I can't be the only one here who is both skeptical and a little turned off by someone who says "You can stick any user input into a database query and you'll be fine", with a condesending pat on my head.

Your comments continue to be incredibly one-sided and biased. The summary is "My work was perfect and the new system a steaming pile". Perhaps this contributed to your replacement.

3 comments

Do you understand what SQL Injection is?

Fundamentally it's mixing data and executable code such that the DBMS cannot properly distinguish between the two and can inadvertently treat data as executable code.

Parameterize queries very explicitly tells the DBMS "this is executable code, and this over here is data". Nothing anyone puts in the data will ever be mistake as executable code by the DBMS. THIS IS SAFE.

It is only safe for the SQL server. An injection attack could still be targeting a cache (to poison it with e.g. a malicious script), the browser (to steal data via XSS/CSRF) or the user (show an error message telling them to contact malicious number).
What the person said

> "You can stick any user input into a database query and you'll be fine"

Besides which, pretend SQL Server is a glorified cache, the result is the same.

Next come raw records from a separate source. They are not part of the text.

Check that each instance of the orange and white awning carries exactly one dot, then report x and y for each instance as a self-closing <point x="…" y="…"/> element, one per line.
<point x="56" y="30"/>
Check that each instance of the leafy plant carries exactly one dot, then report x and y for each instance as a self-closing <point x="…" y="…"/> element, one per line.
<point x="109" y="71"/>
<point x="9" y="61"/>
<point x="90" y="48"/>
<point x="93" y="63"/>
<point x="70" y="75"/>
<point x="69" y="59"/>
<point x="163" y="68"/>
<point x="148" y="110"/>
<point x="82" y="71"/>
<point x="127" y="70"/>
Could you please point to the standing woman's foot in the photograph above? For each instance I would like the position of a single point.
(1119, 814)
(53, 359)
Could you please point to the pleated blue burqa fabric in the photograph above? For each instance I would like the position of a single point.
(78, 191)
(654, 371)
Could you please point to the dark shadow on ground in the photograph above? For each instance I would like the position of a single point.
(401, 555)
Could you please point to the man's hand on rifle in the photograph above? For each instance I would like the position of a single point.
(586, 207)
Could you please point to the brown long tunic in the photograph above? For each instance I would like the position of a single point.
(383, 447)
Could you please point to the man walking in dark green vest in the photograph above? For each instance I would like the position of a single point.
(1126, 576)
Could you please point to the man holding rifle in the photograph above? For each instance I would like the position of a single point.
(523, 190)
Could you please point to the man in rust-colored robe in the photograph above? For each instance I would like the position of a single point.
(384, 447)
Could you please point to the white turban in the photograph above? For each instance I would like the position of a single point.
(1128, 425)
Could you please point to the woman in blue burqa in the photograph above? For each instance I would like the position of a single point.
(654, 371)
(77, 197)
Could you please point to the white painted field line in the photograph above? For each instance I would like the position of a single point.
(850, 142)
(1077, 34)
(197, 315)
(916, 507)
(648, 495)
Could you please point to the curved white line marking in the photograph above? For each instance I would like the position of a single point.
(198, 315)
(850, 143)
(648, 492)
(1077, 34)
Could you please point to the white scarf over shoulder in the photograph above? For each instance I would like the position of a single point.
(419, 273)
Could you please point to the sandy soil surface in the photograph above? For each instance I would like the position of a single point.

> I can't be the only one here who is both skeptical and a little turned off by someone who says "You can stick any user input into a database query and you'll be fine", with a condesending pat on my head.

Like how Google has worked the past 2 decades? OP said snippets then you gloriously paraphrased it into a completely different statement.

That's what parameterised queries are for. SQL injection isn't hard to avoid.